Triploid Varieties
A number of ‘iconic’ varieties, such as Cox’s Orange Pippin, Oxbo, Ashmead’s Kernel, were reportedly bred from parents, one or both of which were triploids. Yet it has long been known that pollen and seed of triploids have low viability. It added a mystique, perhaps because it was also inconsistent.
DNA has revealed that there are few if any examples of triploids as parents. Cox’s Orange Pippin, like other progeny of a purported triploid is actually from a pair of diploids, in this case Margil x Rosemary Russet.
While triploid varieties may have desirable properties, such as a greater disease/pest resistance, crop yield, and size, they have little or no use for further breeding. Howard et al. (2022) have further argued that triploids are essentially an evolutionary dead-end.
Triploid varieties have three, rather than the usual two of diploids, copies of all 17 chromosomes. Considine et al. (2012) and others have shown this arises from one parent (often the mother) donating all its DNA and the usual half (haploid) set from the other parent. However as triploids have 51 chromosomes, the normal process of cell division into two by meiosis is messed up and results in both pollen and ovules with gametes likely having more than a haploid set . Hence the low viability.

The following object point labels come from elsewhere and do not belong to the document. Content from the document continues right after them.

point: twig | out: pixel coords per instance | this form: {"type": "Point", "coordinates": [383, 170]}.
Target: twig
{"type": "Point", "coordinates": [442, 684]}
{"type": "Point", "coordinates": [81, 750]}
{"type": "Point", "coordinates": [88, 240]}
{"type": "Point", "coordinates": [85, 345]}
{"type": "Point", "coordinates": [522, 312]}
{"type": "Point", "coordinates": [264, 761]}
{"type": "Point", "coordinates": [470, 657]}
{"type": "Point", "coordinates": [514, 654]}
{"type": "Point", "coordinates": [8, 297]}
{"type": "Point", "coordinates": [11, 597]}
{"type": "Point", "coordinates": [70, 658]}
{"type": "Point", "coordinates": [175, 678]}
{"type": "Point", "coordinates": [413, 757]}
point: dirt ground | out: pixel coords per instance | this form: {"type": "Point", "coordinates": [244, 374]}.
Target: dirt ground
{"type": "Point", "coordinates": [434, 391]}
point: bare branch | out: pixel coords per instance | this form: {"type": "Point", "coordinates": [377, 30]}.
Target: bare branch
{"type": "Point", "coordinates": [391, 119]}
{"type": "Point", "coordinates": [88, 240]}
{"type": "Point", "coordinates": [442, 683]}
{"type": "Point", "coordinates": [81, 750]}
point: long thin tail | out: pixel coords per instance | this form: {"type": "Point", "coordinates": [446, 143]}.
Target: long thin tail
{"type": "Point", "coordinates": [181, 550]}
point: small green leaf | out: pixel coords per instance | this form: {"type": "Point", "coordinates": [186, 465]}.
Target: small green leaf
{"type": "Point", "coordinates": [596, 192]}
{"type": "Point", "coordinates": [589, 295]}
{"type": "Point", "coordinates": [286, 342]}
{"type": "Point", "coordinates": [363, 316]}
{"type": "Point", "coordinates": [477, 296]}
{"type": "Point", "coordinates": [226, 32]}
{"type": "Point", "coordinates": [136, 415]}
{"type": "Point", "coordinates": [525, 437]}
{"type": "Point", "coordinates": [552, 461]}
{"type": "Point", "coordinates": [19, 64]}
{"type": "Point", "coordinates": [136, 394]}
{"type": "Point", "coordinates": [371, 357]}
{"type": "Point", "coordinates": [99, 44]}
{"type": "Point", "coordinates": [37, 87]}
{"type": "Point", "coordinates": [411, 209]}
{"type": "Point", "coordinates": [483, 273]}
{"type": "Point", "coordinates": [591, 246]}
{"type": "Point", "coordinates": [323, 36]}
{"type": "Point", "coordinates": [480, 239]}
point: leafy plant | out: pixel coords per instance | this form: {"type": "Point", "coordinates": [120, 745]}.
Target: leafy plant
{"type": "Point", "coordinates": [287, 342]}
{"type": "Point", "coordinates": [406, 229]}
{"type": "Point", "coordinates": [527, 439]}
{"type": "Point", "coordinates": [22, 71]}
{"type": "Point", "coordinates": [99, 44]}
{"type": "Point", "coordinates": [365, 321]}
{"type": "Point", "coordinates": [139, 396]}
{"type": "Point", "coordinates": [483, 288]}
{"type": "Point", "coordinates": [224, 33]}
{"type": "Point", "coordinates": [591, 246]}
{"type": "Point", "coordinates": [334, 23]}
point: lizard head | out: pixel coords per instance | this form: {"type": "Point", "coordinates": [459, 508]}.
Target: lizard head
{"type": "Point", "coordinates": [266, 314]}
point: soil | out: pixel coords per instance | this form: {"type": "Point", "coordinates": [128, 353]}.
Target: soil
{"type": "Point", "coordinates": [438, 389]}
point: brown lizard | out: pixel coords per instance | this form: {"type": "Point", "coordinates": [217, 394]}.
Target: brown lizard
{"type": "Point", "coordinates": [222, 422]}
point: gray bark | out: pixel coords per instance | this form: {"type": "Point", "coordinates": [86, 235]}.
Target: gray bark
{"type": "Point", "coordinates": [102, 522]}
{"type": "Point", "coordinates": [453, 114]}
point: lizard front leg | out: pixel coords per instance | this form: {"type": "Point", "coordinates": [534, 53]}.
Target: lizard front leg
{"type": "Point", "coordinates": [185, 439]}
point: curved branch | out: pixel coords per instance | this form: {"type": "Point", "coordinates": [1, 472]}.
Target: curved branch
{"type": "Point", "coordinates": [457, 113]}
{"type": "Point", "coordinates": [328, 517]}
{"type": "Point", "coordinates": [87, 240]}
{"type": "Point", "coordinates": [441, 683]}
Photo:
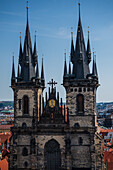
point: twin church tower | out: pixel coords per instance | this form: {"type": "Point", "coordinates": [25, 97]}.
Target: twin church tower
{"type": "Point", "coordinates": [49, 135]}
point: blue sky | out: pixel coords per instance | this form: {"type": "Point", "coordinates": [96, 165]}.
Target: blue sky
{"type": "Point", "coordinates": [53, 19]}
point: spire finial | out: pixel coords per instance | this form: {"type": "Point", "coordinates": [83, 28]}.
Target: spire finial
{"type": "Point", "coordinates": [88, 31]}
{"type": "Point", "coordinates": [35, 34]}
{"type": "Point", "coordinates": [65, 54]}
{"type": "Point", "coordinates": [27, 10]}
{"type": "Point", "coordinates": [20, 35]}
{"type": "Point", "coordinates": [71, 32]}
{"type": "Point", "coordinates": [27, 5]}
{"type": "Point", "coordinates": [79, 8]}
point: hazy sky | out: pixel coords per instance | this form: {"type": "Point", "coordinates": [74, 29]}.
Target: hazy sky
{"type": "Point", "coordinates": [53, 19]}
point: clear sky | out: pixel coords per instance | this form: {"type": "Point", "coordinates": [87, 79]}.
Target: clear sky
{"type": "Point", "coordinates": [53, 19]}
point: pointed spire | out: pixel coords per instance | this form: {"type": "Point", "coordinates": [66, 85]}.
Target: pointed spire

One parent can be identified with considerable confidence when a triploid contains a complete copy of the entire fingerprint of a diploid variety; Ashmead’s Kernel does contain the entire fingerprint of Nolan Pippin. However the second parent is often more difficult than normal to identify. Even if one or both parents are lost or haven’t yet been fingerprinted, if two triploids share at least two alleles for each of the marker-pairs, they are likely full-siblings with the same diploid gamete donating parent. This aids identifying relationships; results of several such studies are reported here.